Are some of the fundamental premises valid? If you consider that there are probably a fairly significant number of trade mark registrations that are older than 100 years, should a trade mark registration actually be something that can be kept in perpetuity simply through the payment of a renewal fee? Should there be more to a trade mark renewal than the payment of a fee? Should proof of use on renewal be a requirement throughout the world? Even more radically, should a trade mark registration simply have a limited duration, like the other IP rights?

Another thought: should it be possible to get trade mark registrations for the very wide specifications that brand owners favour, especially bearing in mind that the trend in trade mark law is to grant trade mark owners ever-wider enforcement rights? Should the scope of protection not be limited rather than broadened? A limitation will surely have the effect of creating greater trade mark availability.

Should we be pushing our clients in different directions? Most companies do insist on word marks, but many of the obvious avenues (like marks starting with a Z) are fast being exhausted. Why limit brand names to English?

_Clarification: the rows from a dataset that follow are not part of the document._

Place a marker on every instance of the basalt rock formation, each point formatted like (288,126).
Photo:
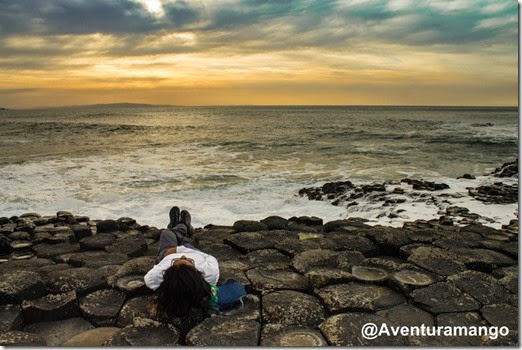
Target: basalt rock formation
(67,280)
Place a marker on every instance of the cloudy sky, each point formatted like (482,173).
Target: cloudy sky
(216,52)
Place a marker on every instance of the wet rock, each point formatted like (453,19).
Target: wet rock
(224,331)
(437,260)
(247,242)
(344,241)
(498,193)
(56,333)
(425,185)
(275,223)
(145,332)
(509,169)
(264,280)
(323,276)
(97,242)
(281,335)
(101,307)
(249,226)
(408,315)
(270,259)
(388,239)
(351,226)
(17,338)
(306,220)
(49,251)
(91,338)
(444,297)
(369,274)
(292,247)
(358,297)
(481,286)
(107,226)
(131,246)
(388,263)
(305,261)
(19,236)
(96,259)
(292,308)
(409,279)
(31,264)
(52,307)
(16,286)
(81,232)
(345,330)
(11,318)
(135,307)
(501,315)
(82,280)
(484,260)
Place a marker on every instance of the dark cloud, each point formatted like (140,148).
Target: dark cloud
(250,25)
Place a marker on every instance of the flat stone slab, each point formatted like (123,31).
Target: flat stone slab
(358,297)
(96,259)
(249,226)
(264,280)
(82,280)
(305,261)
(345,330)
(92,338)
(52,307)
(269,258)
(97,242)
(292,308)
(323,276)
(11,318)
(224,331)
(293,247)
(130,246)
(57,332)
(346,241)
(408,315)
(388,239)
(16,286)
(409,279)
(483,259)
(145,332)
(30,265)
(437,260)
(44,250)
(18,338)
(247,242)
(101,307)
(501,315)
(444,297)
(135,307)
(369,274)
(483,287)
(281,335)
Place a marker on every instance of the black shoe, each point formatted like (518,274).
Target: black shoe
(174,216)
(186,219)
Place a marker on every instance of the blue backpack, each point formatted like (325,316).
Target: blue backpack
(230,296)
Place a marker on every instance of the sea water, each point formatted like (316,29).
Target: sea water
(243,162)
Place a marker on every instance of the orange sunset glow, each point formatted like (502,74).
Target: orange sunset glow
(391,52)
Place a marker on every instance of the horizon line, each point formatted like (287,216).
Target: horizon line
(137,104)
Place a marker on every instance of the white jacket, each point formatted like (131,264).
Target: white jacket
(206,264)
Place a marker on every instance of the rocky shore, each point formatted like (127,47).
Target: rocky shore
(66,280)
(390,199)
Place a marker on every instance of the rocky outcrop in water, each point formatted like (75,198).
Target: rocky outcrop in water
(386,198)
(70,281)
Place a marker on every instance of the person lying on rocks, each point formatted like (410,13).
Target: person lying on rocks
(183,276)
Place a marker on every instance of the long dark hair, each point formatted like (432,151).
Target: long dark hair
(183,287)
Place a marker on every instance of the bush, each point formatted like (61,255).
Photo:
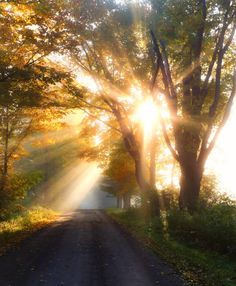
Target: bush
(16,189)
(213,227)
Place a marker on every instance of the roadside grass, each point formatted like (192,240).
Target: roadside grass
(196,265)
(22,225)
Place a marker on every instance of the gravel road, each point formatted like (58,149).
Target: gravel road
(84,248)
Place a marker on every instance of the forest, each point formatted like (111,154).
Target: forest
(131,97)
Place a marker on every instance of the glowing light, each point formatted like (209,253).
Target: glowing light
(68,191)
(222,160)
(146,114)
(87,81)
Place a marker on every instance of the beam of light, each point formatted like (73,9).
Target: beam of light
(67,190)
(222,160)
(146,115)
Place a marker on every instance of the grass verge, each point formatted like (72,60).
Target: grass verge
(23,225)
(196,266)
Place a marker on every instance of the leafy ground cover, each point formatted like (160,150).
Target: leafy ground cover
(22,225)
(196,264)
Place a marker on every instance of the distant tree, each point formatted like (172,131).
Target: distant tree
(121,172)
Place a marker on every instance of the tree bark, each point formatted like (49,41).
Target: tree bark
(190,183)
(126,198)
(150,199)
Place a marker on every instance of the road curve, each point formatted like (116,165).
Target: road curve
(84,248)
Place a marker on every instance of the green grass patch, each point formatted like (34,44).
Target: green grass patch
(23,225)
(196,265)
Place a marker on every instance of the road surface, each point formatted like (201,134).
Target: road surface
(84,248)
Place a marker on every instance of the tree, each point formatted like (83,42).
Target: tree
(121,173)
(111,48)
(29,82)
(200,100)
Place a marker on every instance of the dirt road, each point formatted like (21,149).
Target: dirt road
(84,248)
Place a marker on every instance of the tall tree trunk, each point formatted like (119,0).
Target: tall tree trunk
(126,198)
(190,183)
(5,153)
(150,197)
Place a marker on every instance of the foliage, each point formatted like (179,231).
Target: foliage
(121,170)
(16,189)
(197,265)
(13,230)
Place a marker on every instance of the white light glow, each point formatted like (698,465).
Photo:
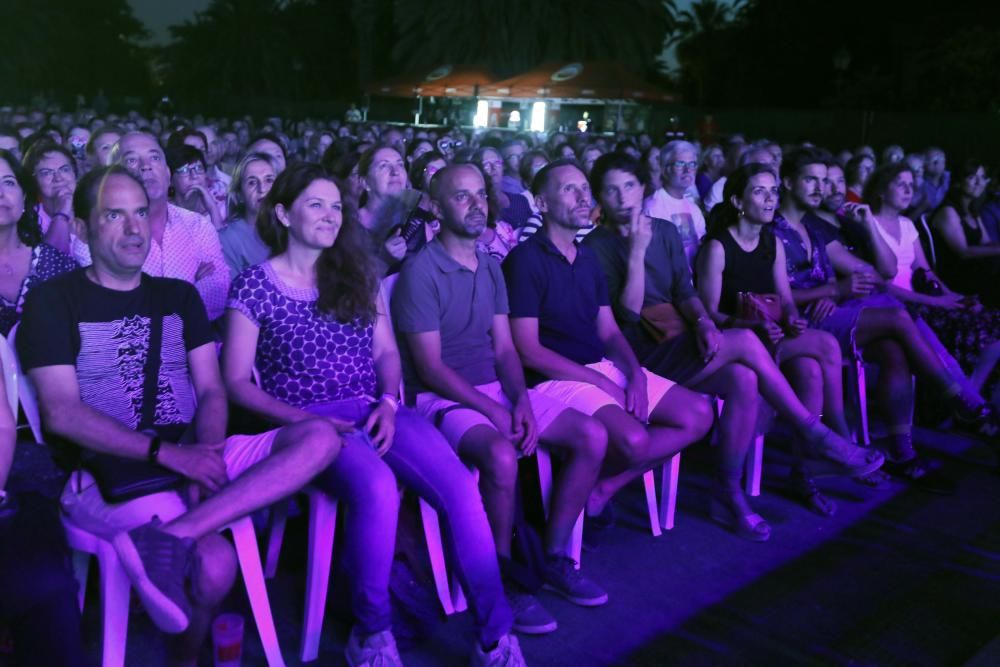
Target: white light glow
(482,114)
(538,117)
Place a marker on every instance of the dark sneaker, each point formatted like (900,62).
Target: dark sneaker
(506,654)
(562,577)
(924,475)
(530,617)
(378,650)
(158,564)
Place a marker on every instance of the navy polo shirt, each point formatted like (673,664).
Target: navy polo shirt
(564,297)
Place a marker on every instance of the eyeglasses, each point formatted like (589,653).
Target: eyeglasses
(64,171)
(195,169)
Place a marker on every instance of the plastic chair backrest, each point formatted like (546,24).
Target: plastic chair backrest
(10,372)
(927,239)
(25,391)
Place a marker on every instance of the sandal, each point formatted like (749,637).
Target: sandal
(805,490)
(875,480)
(751,527)
(923,475)
(831,456)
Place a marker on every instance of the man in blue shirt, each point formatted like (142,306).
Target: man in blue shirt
(566,333)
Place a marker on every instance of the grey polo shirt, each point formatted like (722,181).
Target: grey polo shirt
(436,293)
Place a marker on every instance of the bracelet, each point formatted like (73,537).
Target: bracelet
(154,448)
(391,400)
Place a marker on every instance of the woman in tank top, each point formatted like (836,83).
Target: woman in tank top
(741,255)
(968,331)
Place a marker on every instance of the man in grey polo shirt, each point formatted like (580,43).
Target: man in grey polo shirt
(450,307)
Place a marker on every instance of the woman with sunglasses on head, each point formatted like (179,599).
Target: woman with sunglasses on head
(189,184)
(389,211)
(53,170)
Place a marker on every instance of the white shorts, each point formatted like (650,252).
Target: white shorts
(85,506)
(588,398)
(454,420)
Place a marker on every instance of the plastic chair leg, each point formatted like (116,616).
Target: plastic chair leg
(574,547)
(859,371)
(81,570)
(322,524)
(276,534)
(435,551)
(649,481)
(668,500)
(114,607)
(754,465)
(245,540)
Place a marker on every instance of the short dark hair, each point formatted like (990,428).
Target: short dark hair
(438,178)
(878,183)
(541,179)
(616,161)
(178,136)
(179,155)
(100,132)
(851,169)
(28,229)
(273,138)
(89,186)
(795,161)
(345,273)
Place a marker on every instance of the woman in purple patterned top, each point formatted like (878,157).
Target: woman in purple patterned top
(25,260)
(311,320)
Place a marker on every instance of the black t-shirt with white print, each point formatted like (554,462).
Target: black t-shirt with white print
(104,333)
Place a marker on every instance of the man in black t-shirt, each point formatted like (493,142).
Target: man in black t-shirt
(84,340)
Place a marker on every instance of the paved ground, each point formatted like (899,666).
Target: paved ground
(898,577)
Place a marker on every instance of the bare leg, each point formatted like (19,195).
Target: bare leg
(216,573)
(496,460)
(742,346)
(822,348)
(583,442)
(737,385)
(681,418)
(894,391)
(299,453)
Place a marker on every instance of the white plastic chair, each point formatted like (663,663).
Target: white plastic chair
(114,582)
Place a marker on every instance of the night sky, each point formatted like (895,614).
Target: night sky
(157,15)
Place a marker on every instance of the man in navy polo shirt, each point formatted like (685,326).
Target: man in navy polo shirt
(566,333)
(450,309)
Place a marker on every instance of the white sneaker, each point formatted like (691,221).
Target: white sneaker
(378,650)
(506,654)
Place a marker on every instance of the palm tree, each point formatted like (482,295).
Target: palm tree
(697,35)
(510,36)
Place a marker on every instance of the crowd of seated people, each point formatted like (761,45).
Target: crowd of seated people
(421,308)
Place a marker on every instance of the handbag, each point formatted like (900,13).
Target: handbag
(120,479)
(922,283)
(662,322)
(759,307)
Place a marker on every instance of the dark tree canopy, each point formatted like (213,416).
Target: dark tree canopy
(899,55)
(71,46)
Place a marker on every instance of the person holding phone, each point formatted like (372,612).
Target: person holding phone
(741,255)
(389,210)
(857,310)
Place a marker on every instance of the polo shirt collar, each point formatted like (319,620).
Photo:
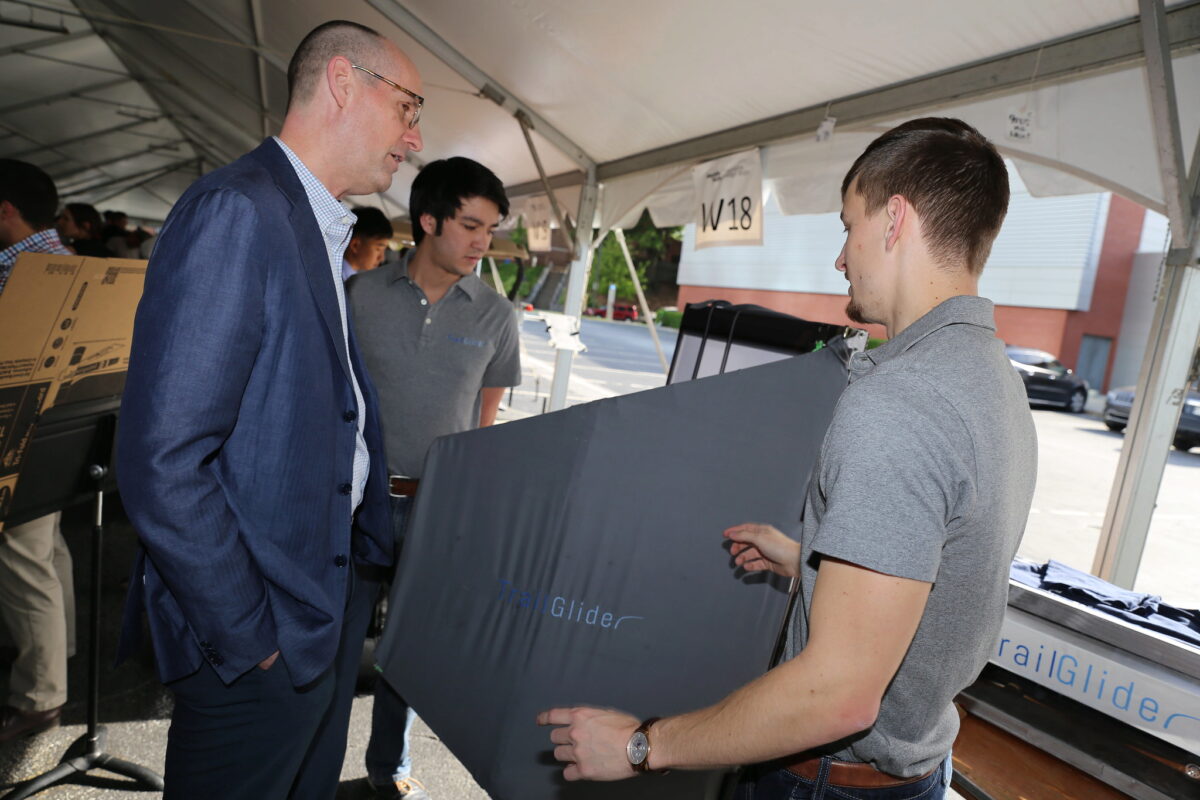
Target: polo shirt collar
(469,284)
(961,310)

Come on, South African companies, you have a further 10 official languages to choose from!

And how about trying to break the dependency on words, especially in light of the fact that consumers now interact with brands in ways that are far removed from the ways that they interacted with brands in the past? There are so many other types of marks out there. There are logos and colours and shapes and sounds and motions and smells...!

I could say far more, but that would clearly be inappropriate because this article is all about overcrowding and lack of space!